Ploy (musical instrument)

The ploy (Khmer: ព្លយ​​ខ្មែរ) is a Cambodian wind instrument.[1] It is constructed of a gourd body with 5 to 7 bamboo tubes protruding from the body, and a bamboo pipe set at a right angle to the gourd.[1] Musicians blow air in through the bamboo tube, which fills the gourd "wind chest" and exits through the other bamboo tubes.[1][2] Each of the bamboo sound-tubes has a metal rod inside, that vibrate in the air passing through the tube.[1]

As well as blowing air out of the instrument, the musician can also suck air in, producing a different tone.[1] Notes are produced by covering and uncovering holes cut into the bamboo sound-tubes.[1]
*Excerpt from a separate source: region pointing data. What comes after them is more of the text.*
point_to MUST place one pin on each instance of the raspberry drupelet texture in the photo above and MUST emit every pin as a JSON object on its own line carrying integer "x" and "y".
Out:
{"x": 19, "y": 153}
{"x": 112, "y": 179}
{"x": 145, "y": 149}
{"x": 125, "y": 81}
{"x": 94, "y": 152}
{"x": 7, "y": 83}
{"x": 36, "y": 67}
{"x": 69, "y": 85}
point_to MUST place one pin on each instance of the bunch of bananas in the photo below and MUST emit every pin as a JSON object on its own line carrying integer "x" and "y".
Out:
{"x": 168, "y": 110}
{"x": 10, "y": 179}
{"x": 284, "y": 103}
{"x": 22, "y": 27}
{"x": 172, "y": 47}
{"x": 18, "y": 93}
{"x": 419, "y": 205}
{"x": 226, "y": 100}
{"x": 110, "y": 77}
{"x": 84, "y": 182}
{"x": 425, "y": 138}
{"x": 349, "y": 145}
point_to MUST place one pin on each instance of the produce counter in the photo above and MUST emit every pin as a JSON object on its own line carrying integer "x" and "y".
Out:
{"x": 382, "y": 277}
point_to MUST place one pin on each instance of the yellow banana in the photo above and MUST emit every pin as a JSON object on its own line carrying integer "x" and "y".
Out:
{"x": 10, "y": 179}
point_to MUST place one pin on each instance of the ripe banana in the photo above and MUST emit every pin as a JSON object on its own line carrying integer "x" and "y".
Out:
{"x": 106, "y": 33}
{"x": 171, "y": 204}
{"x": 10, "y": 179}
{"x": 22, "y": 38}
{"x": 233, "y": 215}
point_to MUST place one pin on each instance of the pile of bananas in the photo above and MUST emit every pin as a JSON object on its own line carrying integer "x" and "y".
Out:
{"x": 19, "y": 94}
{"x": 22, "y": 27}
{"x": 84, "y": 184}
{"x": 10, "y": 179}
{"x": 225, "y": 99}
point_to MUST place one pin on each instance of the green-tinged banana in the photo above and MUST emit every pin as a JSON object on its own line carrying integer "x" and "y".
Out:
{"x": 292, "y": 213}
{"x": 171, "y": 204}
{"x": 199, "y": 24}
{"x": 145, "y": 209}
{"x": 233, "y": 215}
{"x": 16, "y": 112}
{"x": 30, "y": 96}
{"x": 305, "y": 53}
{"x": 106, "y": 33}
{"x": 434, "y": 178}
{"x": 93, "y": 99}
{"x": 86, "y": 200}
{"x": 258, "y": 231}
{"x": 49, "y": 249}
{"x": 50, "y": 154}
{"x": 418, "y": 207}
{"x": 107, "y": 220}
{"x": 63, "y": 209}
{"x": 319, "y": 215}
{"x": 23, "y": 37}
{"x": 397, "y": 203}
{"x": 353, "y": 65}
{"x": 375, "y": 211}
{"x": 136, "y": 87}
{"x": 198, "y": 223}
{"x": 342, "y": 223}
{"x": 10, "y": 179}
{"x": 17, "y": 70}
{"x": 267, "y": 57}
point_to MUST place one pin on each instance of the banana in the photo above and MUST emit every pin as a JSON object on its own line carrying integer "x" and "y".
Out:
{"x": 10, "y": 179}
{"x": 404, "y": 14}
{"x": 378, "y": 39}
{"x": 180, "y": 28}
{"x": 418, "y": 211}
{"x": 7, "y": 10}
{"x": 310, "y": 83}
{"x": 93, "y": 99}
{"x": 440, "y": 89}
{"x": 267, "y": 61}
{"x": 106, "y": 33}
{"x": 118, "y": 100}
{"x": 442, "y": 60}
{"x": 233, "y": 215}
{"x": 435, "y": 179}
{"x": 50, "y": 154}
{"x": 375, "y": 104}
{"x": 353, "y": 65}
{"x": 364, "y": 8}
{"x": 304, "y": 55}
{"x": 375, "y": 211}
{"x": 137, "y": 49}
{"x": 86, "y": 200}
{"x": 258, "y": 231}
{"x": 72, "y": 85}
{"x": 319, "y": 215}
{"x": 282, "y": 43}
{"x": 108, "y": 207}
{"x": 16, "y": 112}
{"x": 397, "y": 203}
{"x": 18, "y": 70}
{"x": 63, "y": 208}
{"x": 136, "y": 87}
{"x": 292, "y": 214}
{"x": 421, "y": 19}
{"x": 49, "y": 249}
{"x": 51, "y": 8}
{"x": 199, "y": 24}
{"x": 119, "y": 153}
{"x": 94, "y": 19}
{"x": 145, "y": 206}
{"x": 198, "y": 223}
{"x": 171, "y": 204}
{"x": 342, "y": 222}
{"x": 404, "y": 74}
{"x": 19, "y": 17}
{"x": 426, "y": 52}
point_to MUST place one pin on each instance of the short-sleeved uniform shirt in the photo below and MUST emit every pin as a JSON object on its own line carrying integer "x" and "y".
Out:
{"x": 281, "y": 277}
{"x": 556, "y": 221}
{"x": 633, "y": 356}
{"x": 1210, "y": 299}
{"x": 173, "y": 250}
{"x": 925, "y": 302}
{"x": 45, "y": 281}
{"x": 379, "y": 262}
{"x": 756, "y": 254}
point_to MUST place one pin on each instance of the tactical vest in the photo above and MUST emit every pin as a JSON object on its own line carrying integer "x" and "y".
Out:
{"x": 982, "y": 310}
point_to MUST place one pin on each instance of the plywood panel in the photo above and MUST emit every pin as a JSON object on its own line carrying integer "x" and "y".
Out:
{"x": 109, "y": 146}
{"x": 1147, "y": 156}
The instrument is primarily rural.[1] It can also be found in Mondulkiri Province among the Phnoung and Tampuan peoples.[1] The instrument may be related to a Laotian instrument, the caen.[1]
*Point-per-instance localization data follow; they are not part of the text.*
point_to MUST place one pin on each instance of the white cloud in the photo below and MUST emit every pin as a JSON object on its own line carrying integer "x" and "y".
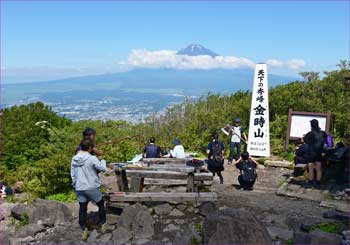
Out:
{"x": 169, "y": 59}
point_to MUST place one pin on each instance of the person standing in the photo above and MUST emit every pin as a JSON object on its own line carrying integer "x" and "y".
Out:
{"x": 315, "y": 139}
{"x": 178, "y": 151}
{"x": 86, "y": 182}
{"x": 152, "y": 150}
{"x": 247, "y": 167}
{"x": 215, "y": 153}
{"x": 237, "y": 132}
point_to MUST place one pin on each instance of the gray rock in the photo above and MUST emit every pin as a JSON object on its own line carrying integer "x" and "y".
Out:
{"x": 176, "y": 213}
{"x": 320, "y": 237}
{"x": 21, "y": 240}
{"x": 30, "y": 230}
{"x": 19, "y": 210}
{"x": 138, "y": 220}
{"x": 206, "y": 208}
{"x": 5, "y": 208}
{"x": 141, "y": 241}
{"x": 219, "y": 226}
{"x": 171, "y": 227}
{"x": 39, "y": 210}
{"x": 162, "y": 209}
{"x": 121, "y": 235}
{"x": 93, "y": 237}
{"x": 112, "y": 219}
{"x": 181, "y": 207}
{"x": 345, "y": 239}
{"x": 106, "y": 238}
{"x": 277, "y": 233}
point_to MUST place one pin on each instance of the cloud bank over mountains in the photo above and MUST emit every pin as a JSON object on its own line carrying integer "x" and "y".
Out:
{"x": 196, "y": 56}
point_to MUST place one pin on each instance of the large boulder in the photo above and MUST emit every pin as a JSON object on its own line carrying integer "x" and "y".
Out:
{"x": 316, "y": 237}
{"x": 230, "y": 226}
{"x": 44, "y": 212}
{"x": 138, "y": 221}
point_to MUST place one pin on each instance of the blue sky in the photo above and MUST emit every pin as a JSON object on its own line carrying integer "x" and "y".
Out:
{"x": 45, "y": 40}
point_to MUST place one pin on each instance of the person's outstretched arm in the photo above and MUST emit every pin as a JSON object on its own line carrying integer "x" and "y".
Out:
{"x": 99, "y": 165}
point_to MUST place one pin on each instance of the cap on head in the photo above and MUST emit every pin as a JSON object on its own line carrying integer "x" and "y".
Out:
{"x": 87, "y": 144}
{"x": 314, "y": 123}
{"x": 177, "y": 142}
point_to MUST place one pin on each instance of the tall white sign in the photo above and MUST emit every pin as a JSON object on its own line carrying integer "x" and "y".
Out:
{"x": 259, "y": 131}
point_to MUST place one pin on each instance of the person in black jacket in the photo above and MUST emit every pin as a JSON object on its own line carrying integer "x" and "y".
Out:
{"x": 152, "y": 150}
{"x": 215, "y": 153}
{"x": 315, "y": 139}
{"x": 247, "y": 167}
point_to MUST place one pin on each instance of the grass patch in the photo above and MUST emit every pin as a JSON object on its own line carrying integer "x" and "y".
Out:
{"x": 63, "y": 197}
{"x": 329, "y": 227}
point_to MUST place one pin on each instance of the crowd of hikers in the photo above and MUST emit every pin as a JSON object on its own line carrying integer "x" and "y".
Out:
{"x": 314, "y": 149}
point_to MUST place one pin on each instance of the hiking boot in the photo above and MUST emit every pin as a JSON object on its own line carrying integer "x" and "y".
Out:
{"x": 85, "y": 234}
{"x": 104, "y": 228}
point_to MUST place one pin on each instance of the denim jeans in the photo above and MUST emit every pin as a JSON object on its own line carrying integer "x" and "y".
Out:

Distant origins and relations

According to music historian Curt Sachs, the Chinese sheng was originally made with a gourd.[2] Over time the gourd was designed out of the Chinese instruments, but the earlier gourd types continued to exist "in the south and east of Asia."[2] He detailed one in Bengal, a "shêng" that used a bottle-shaped calabash" in which the calabash's neck became the pipe where the player put his mouth.[2] The calabash serves as a "wind chest" and was pierced by the sound pipes.[2]


  1. Khean, Yun; Dorivan, Keo; Lina, Y; Lenna, Mao. Traditional Musical Instruments of Cambodia (PDF). Kingdom of Cambodia: United Nations Educational, Scientific and Cultural Organization. p. 141.
  2. Sachs, Curt (1940). The History of Musical Instruments. New York: W. W. Norton & Company. pp. 182-183.